In ‘30 Days of Running in the Place’ Basiouny designed and wore a custom-made plastic ‘space-like’ suit with sensors attached to his body and the soles of his feet, recording the body heat generated as he ran on a single spot for an hour each day. The heat generated was relayed, through the sensors, onto digital screens that displayed ever-changing patterns as the energy consumed was recorded in instantaneous, electronic readings.

The futility of action

The aim of Basiouny’s project was to observe how the act of running on the spot could be translated into a visual, coded diagram – a physical manifestation of the energy expended and lost – and one that is uniquely separate from the runner. The temporary, or transient, nature of this live-based performance is integral to the experience of this work that exists only in the immediate instant of running.  It is an enactment of the futility of action, and of energy, under the old regime: the wasted efforts of an individual in a system where the individual has little value.

“30 Days of Running in the Place” was first performed in Cairo in January 2010, exactly one year before the revolution, in a collective show entitled ‘Why Not?’

The show sought to bridge the significant, and growing, divide between the former government and Egypt’s young contemporary artists. Basiouny’s use of digital media and the futuristic ‘look’ of the work itself is a clear rejection of the old system seen by the artist as marginalising new experimental art in favour of more traditional, formulaic expressions.

Footage of the revolution

In ‘30 Days of Running in the Place,’ Basiouny becomes both the central protagonist (literally the dynamo) of his work, and a detached observer of the digital recordings that unfold on the screens before him. The same is true of Basiouny’s video recordings of the events in Tahrir before his death.  Though his camera was confiscated by the authorities, it was possible to recover footage of the revolution captured on the mobile phone found near his body.

Projected onto five large screens, stretching the full length of the 20 metre hall of the Egyptian Pavilion, will be random images of Tahrir Square, interspersed with videos of Basiouny’s work. The audience will be invited not just to witness the events in Tahrir, but to participate with the crowds and personally experience the public mood.

As the world watched Egypt’s revolution through hundreds of media channels, old and new, the lines between personal and public experience became blurred. The Pavilion will attempt to recreate this collective experience, in recognition of Basiouny’s own artistic interest in interactive art and the merging of experiences in the execution of ideas.

“Don’t be afraid or weak”

For Basiouny, the lines were also blurred between his roles as an activist in Tahrir, and as a detached ‘recorder’ of the historical events unfolding before him. His last entry on facebook captures this dichotomy: “It is necessary to be fully equipped while participating in the revolution…bring a camera with you and don’t be afraid or weak.”

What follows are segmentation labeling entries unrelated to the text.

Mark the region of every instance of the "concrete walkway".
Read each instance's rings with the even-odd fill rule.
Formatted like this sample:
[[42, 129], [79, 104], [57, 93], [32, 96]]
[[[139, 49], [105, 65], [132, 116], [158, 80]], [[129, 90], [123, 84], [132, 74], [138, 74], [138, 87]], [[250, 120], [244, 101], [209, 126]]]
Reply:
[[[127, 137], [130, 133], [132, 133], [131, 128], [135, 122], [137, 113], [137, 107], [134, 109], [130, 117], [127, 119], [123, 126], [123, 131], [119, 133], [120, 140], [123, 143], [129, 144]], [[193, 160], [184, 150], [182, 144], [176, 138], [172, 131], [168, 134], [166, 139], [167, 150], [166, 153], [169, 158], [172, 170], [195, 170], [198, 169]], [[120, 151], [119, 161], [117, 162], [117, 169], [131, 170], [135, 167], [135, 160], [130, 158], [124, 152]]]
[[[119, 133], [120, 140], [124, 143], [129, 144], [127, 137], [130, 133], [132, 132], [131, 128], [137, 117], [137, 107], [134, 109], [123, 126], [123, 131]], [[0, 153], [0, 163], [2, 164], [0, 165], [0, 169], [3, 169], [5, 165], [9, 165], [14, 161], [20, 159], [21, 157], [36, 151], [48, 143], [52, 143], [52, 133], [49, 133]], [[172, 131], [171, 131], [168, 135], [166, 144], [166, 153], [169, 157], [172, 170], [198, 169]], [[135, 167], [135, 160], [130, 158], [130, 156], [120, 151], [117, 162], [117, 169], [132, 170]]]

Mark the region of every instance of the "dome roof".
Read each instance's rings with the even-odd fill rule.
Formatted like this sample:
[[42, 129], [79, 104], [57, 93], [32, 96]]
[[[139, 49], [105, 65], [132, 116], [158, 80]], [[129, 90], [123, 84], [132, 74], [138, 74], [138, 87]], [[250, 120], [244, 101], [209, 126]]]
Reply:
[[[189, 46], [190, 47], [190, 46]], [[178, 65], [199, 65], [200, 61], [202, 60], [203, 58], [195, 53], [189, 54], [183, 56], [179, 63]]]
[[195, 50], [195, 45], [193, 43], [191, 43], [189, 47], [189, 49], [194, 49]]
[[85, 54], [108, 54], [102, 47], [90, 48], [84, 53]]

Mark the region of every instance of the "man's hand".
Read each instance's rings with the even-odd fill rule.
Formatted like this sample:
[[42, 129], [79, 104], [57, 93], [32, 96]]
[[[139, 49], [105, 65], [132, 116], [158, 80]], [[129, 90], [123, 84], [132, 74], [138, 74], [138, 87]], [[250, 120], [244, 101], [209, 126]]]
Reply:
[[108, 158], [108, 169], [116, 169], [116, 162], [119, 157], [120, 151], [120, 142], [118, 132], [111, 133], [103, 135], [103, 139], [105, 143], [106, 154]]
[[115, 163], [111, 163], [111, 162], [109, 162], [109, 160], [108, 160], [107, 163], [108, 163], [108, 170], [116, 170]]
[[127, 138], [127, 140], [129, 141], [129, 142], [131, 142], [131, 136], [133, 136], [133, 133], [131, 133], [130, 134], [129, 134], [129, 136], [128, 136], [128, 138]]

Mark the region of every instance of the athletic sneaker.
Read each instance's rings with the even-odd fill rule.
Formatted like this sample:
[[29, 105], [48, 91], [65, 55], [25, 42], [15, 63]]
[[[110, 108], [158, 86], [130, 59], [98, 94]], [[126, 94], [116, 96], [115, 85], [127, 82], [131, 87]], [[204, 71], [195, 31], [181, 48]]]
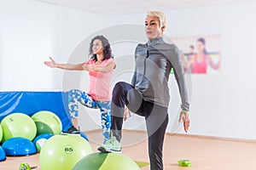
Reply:
[[71, 126], [67, 131], [61, 132], [61, 134], [80, 134], [80, 131], [74, 126]]
[[121, 144], [116, 139], [115, 136], [111, 135], [111, 137], [106, 141], [104, 144], [98, 147], [98, 150], [103, 153], [121, 153]]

Today, the reference to ’30 days’ has attained an added significance: though its original meaning was the thirty days of the 2010 exhibit, it has come to signify Basiouny’s own life cut short in the dying days of a three-decade long regime.  Basiouny had only ever known this system and did not live to see it fall or participate in building Egypt’s future.

Social justice and basic human rights

According to Shady Elnoshokaty, Executive Curator of the exhibition, “Ahmed Basiouny was a man who believed in social justice and basic human rights and aspired to a better life for himself and his family. As such, ‘30 Days of Running in the Place’ is no longer the personal account of an artist struggling against deprivation and stagnation. It has transformed into a very public account, a collective narrative of a people that rejected passive acquiescence, rising up to demand change.”

The exhibition will be curated by Aida Eltorie, Director of the Finding Projects Association, and former editor of the Contemporary Practices journal and Cairo-based artist and instructor, Shady Elnoshokaty.